The Commonwealth Association of Architects’ (CAA) survey of the profession is the first such report for 30 years.

It aims to assess the profession’s capacity to help deliver targets set out in the UN’s 2030 Agenda for Sustainable Development, and respond to the world’s rapidly increasing urban population.

CAA president Vincent Cassar said: ‘The findings of the survey reveal critical issues in some of the countries of the Commonwealth which are rapidly urbanising and are among the most vulnerable; issues which will be of concern to policymakers and professionals alike.’

Looking at developed Commonwealth countries, including Australia, Canada, New Zealand and the United Kingdom, the report concluded that between 0.26 and 0.58 architects per 1,000 of the population are needed.

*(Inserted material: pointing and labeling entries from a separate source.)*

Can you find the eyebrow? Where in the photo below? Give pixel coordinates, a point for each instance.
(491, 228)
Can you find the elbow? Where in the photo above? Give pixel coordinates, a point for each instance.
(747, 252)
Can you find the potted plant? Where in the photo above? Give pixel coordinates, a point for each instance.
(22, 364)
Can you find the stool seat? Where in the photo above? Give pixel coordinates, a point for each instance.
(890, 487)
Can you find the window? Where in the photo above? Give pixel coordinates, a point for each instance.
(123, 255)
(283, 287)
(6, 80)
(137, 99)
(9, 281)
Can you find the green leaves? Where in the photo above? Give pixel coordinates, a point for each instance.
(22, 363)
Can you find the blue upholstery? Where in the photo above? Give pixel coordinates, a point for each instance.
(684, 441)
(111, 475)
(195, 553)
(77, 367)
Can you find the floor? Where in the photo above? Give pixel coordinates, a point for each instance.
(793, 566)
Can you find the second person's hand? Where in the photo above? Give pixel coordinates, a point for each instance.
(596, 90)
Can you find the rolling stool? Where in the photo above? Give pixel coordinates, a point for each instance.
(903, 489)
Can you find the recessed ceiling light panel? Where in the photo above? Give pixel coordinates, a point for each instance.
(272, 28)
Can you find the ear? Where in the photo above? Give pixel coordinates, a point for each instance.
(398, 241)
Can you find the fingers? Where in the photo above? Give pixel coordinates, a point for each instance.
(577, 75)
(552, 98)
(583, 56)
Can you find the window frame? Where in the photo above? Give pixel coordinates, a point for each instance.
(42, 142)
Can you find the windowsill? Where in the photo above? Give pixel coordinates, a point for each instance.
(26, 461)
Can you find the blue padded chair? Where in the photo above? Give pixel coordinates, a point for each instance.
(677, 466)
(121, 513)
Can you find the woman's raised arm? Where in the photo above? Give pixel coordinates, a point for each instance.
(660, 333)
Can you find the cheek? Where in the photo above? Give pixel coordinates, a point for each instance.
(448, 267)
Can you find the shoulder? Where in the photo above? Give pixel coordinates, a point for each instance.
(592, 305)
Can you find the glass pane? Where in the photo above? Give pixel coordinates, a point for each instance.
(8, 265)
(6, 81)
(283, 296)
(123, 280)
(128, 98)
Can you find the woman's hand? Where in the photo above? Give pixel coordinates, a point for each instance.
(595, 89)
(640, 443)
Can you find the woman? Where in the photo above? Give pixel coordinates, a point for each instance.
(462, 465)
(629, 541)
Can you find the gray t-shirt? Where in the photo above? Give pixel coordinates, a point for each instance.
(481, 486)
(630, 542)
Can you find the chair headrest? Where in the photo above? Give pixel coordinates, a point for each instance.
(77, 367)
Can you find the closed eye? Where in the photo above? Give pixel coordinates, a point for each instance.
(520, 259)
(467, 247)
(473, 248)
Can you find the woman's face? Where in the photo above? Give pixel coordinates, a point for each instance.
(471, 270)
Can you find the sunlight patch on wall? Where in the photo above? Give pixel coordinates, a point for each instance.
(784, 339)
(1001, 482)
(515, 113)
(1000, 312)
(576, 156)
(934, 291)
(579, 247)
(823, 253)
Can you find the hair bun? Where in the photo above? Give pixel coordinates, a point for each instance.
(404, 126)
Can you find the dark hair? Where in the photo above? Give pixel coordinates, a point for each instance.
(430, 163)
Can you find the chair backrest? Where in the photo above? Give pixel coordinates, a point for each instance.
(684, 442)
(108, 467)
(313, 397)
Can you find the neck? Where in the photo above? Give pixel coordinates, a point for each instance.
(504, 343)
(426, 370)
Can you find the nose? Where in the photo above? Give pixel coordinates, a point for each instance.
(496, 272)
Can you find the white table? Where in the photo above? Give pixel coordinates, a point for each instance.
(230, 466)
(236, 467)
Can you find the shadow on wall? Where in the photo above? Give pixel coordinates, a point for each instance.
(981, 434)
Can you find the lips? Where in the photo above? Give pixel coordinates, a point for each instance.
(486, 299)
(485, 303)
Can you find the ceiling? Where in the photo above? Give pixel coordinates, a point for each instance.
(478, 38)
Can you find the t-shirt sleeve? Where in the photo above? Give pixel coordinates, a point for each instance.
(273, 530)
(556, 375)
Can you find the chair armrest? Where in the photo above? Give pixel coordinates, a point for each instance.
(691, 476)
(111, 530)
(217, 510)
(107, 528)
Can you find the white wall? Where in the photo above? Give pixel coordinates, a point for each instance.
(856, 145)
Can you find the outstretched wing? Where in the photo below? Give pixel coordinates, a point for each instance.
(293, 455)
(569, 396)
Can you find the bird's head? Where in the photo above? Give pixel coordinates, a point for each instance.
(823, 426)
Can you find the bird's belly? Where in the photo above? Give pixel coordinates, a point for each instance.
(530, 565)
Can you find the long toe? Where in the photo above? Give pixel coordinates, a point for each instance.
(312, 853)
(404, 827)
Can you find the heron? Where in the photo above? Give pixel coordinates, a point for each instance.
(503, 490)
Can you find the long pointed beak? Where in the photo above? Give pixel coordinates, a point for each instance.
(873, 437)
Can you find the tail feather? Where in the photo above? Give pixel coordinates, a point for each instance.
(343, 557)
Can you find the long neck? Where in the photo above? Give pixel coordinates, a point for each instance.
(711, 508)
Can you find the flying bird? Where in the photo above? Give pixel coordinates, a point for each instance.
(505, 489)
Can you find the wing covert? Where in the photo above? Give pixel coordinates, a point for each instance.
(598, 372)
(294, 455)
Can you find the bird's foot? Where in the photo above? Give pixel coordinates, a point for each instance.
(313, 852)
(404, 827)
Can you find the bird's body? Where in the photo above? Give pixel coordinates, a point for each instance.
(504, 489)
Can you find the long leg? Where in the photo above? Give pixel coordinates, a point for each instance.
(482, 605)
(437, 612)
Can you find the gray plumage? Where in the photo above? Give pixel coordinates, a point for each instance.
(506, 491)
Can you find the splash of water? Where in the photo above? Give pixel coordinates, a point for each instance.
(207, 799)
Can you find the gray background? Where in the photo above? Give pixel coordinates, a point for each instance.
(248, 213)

However, it found evidence of a lack of capacity in some parts of the Commonwealth, with ratios of just 0.02 in Ghana and Bangladesh, 0.03 in Pakistan, 0.04 in Botswana, 0.05 in Sri Lanka, 0.06 in Malaysia and 0.07 in South Africa.

Uganda only has 178 registered architects in a country of more than 43 million (0.004 architects per 1,000 of the population), with the country urbanising at a rate of more than 5.3 per cent each year.

Rapid rates of annual urban growth are taking place in some of the Commonwealth’s more fragile states, according to the survey, including Rwanda (5.59 per cent), Tanzania (5.00 per cent), Zambia (4.35 per cent), Nigeria (4.3 per cent), Kenya (4.15 per cent), Malawi (4.02 per cent), Solomon Islands (3.79 per cent), Namibia (3.63 per cent), Cameroon (3.40 per cent), Mozambique (3.36 per cent), Vanuatu (3.23 per cent), Bangladesh (3.19 per cent), and Ghana (3.07 per cent).